'We've never been here'
Last week, President Joe Biden and former top intelligence officer Rolf Mowatt-Larssen both highlighted the increased threat of Russia using a nuclear weapon. What does that mean for people in Ukraine and across the world?
Hi, it's Julius with an update on Ukraine.
Many security experts have agreed with Biden that the current situation is fraught with potential danger, including if Russian President Vladimir Putin decides to deploy one of the smaller nuclear weapons at his disposal.
The detonation of even one of Russia’s least powerful nukes, they say, could kill potentially tens of thousands of people and render an area unlivable – or certainly inhospitable – for months if not years.

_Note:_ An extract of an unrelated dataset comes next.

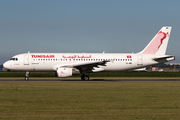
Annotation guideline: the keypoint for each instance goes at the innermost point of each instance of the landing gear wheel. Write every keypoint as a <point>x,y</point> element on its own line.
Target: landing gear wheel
<point>84,77</point>
<point>26,78</point>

Longtime U.S. defense and intelligence official Elbridge Colby said Putin's longstanding preoccupation with building up Russia's nuclear capabilities, combined with his current predicament in Ukraine, "leads me to think that it is a serious possibility" Putin could detonate some kind of nuclear device, most likely in a battlefield setting.
In an interview with former acting CIA director Michael Morell, Mowatt-Larssen said those within the U.S. and allied governments are monitoring Russian threats, and that they are “preparing for any number of options.”
“We've never been here, in a place where it's clear that it's a possibility,” said Mowatt-Larssen. “And the reasons for it are pretty self-evident, given the extent to which the Russian army is failing, which it is, and the Ukrainians are strengthening, which they are. That makes it more likely because he has fewer and fewer options.”
However, Defense Secretary Lloyd Austin said Wednesday the Pentagon has not seen indications that Putin is preparing to use nuclear weapons.
- NATO defense ministers were meeting Wednesday to coordinate plans for providing Ukraine with more weaponry.
- U.S. officials have made no progress toward freeing WNBA basketball star Brittney Griner from a Moscow prison, President Joe Biden said.